Mythos Gets Locked Down. Robots Need Rules. Agents Write Themselves.

Today's Overview

Anthropic announced Claude Mythos this week-and promptly decided not to release it. The model found thousands of zero-day vulnerabilities in major operating systems, web browsers, and decades-old Linux code. It demonstrated strategic thinking that caught interpretability researchers off guard, and in safety evals, it was aware it was being tested 7.6% of the time. The response: lock it behind Project Glasswing, a restricted coalition focused on cybersecurity. The move is either a genuine safety call or sophisticated competitive theatre-but the technical claims are hard to dismiss. Anthropic's revenue jumped from $19B to $30B ARR in a month. That matters less than what Mythos signals: the frontier models are becoming too capable to distribute safely, and the companies building them know it.

Rules Before Robots

While Anthropic tightens access, the robotics world is doing the opposite-asking how to open deployment up responsibly. ASTM International, NIST, and the Urban Robotics Foundation released a framework for robots in public spaces. The gap isn't technical. Delivery robots, robotaxis, and humanoids are already operating. The gap is governance: fragmented regulations, unclear accountability, and public expectations that haven't caught up to what robots can do. Fauna Robotics' acquisition by Amazon offers a clue about the real work ahead. The humanoid Sprout is small (1.07m, 22.7kg), soft, and built for learning from failure-not for demo reels. Amazon didn't buy a consumer robot. It bought infrastructure for building one safely, piece by piece. That's the harder, less visible problem in robotics right now.

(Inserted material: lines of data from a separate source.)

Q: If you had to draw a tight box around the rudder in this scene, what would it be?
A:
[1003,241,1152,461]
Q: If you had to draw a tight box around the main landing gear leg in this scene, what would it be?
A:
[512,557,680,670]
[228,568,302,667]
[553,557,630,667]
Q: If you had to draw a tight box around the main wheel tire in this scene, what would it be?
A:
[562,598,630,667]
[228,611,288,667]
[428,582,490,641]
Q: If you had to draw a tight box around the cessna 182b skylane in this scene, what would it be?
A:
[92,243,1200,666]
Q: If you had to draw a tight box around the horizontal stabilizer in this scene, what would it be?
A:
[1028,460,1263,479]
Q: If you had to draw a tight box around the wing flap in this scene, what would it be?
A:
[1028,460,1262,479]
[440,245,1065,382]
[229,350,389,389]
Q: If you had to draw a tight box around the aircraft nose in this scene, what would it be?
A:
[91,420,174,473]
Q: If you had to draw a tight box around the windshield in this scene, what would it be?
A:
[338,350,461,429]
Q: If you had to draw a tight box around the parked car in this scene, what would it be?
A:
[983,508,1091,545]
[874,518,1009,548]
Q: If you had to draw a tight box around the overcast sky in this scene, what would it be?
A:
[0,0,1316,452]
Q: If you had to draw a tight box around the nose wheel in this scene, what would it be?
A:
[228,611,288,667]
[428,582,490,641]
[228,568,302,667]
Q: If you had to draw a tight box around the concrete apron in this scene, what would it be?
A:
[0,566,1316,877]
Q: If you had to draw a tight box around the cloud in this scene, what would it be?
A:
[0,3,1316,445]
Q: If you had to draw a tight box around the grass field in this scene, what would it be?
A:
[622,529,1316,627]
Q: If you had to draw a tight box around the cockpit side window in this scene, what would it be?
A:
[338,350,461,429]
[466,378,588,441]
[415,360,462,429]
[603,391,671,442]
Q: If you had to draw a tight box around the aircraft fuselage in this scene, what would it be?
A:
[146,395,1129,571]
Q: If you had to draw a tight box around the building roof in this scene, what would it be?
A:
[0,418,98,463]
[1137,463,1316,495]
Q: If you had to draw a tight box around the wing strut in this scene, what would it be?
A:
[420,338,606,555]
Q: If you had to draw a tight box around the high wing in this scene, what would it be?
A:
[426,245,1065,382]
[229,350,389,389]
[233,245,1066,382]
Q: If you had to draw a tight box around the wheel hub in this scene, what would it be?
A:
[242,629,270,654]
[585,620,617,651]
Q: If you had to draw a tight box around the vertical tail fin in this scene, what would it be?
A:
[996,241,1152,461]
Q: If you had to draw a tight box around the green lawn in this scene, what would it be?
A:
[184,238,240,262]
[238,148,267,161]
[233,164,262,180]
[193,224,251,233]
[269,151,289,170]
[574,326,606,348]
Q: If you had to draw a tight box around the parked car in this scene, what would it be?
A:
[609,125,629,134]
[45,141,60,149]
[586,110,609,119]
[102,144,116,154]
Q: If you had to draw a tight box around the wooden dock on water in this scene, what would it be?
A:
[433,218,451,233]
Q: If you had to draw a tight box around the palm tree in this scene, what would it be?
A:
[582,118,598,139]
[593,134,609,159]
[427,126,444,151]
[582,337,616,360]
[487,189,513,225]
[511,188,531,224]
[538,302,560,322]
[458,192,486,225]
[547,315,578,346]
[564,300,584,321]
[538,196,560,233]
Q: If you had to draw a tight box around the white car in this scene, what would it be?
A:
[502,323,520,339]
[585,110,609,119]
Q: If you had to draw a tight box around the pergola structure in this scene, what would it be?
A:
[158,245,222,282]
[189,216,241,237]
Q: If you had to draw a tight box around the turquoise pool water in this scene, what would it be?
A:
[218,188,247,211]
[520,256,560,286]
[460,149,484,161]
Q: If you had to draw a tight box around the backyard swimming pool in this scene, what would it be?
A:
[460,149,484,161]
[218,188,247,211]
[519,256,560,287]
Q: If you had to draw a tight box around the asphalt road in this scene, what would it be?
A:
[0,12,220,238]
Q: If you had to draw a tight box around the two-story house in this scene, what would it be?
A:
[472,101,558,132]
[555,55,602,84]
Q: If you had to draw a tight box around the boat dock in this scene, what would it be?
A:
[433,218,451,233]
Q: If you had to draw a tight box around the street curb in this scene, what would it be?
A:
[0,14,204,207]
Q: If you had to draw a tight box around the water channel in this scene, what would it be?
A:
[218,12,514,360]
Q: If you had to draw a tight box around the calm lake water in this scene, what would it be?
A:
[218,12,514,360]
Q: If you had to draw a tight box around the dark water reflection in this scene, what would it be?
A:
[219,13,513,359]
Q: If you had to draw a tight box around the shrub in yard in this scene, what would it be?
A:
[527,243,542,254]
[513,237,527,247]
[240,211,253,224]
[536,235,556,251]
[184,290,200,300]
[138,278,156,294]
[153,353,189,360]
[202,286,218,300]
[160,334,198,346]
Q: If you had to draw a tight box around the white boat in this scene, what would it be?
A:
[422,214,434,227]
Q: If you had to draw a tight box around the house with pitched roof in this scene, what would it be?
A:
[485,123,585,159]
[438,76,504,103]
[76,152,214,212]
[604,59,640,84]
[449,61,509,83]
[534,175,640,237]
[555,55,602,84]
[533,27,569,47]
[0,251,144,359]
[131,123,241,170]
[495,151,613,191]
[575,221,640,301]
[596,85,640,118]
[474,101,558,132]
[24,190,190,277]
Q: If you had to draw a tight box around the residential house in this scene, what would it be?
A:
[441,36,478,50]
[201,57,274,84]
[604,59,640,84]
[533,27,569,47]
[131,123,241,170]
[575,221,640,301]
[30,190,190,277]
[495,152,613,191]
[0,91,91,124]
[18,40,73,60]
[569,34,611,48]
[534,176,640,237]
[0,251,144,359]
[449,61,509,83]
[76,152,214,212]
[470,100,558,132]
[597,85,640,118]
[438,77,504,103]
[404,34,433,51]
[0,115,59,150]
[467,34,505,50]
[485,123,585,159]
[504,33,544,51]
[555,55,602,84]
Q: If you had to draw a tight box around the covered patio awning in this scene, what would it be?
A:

Code That Writes Itself-And Why It Matters

At OpenAI's Frontier team, Ryan Lopopolo spent five months building a million-line codebase with zero lines of human-written code. The agent was faster than any single engineer, but the insight wasn't about speed. It was about shifting from "how do I make code that humans want to read" to "how do I make code that agents can improve." They built specs instead of monoliths. Skills instead of libraries. Tests and observability as first-class citizens, not afterthoughts. When the agent failed, they didn't retrain it-they asked what context or structure it was missing. Symphony, their orchestration layer, removes humans from the loop almost entirely: agents propose work, get reviewed asynchronously, merge autonomously, and improve themselves from their own logs. The output is production software. The human becomes a curator of guardrails, not a reviewer of code.

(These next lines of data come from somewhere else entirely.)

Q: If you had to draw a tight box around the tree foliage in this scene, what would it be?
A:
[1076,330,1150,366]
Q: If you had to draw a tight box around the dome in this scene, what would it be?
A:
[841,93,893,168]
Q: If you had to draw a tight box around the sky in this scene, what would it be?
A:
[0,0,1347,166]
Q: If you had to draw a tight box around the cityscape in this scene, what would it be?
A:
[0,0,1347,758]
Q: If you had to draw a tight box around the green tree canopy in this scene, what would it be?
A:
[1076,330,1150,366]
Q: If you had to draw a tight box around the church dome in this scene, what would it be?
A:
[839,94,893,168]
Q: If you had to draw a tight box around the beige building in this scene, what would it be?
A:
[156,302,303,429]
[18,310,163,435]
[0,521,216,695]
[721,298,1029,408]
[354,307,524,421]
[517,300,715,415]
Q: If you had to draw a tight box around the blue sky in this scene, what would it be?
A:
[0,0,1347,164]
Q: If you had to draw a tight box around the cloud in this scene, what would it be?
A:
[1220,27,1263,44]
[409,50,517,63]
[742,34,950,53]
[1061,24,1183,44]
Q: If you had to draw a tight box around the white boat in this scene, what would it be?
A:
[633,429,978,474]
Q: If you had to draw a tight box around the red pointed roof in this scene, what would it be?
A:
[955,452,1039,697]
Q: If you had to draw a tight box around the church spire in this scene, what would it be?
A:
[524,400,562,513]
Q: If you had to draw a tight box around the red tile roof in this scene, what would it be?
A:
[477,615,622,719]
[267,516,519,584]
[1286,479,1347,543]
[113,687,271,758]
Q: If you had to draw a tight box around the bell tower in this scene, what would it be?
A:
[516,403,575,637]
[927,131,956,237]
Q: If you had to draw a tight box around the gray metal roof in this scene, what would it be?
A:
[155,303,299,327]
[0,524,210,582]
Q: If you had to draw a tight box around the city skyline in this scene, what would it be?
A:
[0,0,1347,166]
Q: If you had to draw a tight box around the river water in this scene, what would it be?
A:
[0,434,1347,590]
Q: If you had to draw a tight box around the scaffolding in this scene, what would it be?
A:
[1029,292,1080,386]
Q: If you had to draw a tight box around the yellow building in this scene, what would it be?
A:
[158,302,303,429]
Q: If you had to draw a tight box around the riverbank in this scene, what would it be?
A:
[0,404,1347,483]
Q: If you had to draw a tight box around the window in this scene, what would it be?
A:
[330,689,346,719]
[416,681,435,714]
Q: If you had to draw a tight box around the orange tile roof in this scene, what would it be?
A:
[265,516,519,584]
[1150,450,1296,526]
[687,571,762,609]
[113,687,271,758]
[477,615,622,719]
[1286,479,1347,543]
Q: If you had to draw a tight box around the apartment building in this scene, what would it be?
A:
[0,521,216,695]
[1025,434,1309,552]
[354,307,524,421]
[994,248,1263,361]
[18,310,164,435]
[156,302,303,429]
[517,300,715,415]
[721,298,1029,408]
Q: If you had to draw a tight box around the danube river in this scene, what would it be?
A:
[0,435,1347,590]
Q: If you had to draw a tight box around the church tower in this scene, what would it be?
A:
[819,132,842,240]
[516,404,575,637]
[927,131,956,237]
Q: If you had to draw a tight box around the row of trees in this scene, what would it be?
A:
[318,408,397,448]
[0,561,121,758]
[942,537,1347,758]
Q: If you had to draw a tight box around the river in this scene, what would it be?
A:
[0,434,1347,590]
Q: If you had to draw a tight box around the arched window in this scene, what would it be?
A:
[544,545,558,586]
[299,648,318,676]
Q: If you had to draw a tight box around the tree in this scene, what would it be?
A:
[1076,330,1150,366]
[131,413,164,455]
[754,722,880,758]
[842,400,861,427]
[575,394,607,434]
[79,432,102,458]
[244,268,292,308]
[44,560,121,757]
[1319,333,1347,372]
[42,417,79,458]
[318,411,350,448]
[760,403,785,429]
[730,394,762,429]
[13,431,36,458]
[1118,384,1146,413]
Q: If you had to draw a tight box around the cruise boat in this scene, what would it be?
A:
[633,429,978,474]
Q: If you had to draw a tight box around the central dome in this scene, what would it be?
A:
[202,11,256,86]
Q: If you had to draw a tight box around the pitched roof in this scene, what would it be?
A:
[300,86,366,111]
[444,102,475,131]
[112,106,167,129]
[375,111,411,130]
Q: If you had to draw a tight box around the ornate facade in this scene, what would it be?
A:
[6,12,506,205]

This isn't theory. OpenAI's Codex is shipping monthly model updates. Greg Williams, newly appointed Executive Editor of Exponential View, joins as someone who ran WIRED UK and Arena-someone who understands that editorial vision at scale is about frameworks and synthesis, not just curation. The pattern repeats: when tools become this capable, the bottleneck moves from execution to intention. You need to know what you're building before the agent builds it.

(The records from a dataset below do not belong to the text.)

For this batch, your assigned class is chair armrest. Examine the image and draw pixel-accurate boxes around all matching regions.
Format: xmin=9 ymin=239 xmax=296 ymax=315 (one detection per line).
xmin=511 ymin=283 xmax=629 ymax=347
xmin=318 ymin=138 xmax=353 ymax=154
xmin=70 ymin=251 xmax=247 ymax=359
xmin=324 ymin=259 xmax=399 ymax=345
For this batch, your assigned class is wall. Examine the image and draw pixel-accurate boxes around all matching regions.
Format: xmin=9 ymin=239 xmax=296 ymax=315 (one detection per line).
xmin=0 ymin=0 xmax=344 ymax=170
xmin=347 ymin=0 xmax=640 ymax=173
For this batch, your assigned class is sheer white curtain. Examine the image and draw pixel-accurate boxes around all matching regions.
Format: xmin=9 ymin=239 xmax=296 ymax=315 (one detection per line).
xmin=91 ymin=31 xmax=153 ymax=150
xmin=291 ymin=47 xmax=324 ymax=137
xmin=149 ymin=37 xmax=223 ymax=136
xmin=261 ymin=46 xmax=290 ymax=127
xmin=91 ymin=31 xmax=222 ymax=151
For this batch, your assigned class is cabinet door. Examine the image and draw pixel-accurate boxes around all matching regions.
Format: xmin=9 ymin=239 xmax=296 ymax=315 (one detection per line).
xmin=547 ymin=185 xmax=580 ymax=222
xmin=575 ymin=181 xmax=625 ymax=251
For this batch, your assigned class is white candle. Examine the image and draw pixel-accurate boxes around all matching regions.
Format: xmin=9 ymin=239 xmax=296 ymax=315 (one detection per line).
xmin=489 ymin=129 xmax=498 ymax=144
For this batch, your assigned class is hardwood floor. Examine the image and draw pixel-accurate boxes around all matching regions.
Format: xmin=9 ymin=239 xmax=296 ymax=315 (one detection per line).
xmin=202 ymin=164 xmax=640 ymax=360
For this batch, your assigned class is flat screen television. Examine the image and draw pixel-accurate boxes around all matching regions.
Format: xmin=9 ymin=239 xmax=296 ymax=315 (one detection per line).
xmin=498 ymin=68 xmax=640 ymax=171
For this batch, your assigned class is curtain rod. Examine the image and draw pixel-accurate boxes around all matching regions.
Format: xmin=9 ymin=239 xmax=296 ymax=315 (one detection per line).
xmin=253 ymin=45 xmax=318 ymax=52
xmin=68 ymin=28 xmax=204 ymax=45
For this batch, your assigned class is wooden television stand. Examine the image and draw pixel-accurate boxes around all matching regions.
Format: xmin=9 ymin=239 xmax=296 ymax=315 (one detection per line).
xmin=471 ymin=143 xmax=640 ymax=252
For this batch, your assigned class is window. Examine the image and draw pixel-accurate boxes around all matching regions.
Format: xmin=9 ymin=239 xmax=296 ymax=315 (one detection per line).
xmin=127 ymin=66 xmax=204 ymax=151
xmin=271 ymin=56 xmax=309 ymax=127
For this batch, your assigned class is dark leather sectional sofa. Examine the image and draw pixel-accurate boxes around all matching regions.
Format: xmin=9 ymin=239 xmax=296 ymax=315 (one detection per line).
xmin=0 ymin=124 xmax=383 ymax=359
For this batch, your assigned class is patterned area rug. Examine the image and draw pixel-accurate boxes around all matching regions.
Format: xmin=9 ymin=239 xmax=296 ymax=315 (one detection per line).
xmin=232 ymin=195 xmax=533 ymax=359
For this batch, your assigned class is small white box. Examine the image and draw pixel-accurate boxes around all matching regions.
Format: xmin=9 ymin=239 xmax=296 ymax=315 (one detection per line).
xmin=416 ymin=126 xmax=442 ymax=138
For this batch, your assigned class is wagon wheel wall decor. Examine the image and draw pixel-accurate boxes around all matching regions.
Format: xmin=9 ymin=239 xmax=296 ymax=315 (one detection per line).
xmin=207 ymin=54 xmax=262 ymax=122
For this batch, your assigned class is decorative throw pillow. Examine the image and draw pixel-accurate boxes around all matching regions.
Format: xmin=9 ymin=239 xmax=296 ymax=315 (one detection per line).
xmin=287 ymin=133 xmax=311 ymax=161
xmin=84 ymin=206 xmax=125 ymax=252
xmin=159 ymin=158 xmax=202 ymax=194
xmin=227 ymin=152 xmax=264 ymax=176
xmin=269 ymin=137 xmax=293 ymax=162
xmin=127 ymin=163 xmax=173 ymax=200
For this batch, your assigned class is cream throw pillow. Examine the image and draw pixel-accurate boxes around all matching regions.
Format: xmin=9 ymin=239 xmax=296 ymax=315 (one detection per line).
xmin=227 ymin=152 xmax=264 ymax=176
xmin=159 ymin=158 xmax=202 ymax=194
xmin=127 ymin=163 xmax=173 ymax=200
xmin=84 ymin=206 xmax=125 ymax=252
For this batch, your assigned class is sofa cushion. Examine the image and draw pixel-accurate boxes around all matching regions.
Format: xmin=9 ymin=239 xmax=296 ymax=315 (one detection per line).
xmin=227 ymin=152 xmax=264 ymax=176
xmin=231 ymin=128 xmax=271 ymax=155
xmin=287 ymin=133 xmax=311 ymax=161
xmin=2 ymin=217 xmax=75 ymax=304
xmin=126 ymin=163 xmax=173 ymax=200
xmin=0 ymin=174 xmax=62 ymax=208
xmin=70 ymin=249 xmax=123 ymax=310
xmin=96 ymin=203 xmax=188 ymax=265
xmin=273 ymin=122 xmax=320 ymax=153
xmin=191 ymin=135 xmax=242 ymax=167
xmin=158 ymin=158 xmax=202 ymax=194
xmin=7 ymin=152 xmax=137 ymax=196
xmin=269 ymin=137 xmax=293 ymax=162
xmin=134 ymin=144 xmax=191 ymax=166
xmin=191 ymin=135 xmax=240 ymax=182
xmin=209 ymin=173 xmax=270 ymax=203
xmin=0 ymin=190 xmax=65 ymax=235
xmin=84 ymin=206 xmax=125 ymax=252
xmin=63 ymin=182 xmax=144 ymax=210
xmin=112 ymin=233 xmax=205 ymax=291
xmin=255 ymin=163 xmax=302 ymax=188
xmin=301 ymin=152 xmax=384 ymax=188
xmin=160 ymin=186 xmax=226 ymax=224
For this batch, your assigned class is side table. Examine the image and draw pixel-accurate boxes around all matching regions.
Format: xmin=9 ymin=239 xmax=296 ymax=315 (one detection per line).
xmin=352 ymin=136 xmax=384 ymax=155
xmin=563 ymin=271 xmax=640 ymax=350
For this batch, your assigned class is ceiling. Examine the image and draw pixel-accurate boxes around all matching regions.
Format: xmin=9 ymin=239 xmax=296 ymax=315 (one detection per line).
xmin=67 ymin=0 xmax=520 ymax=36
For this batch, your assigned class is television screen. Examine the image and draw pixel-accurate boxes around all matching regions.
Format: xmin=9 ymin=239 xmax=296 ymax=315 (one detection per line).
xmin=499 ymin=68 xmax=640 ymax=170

The thread connecting all three stories is the same: capability is outpacing governance. Mythos shows what happens when a model becomes too powerful to release. Fauna shows what happens when a robot is designed for learning instead of demo. And Lopopolo's work shows what happens when you stop thinking of agents as copilots and start thinking of them as team members. The constraint isn't the technology. It's the framework around it.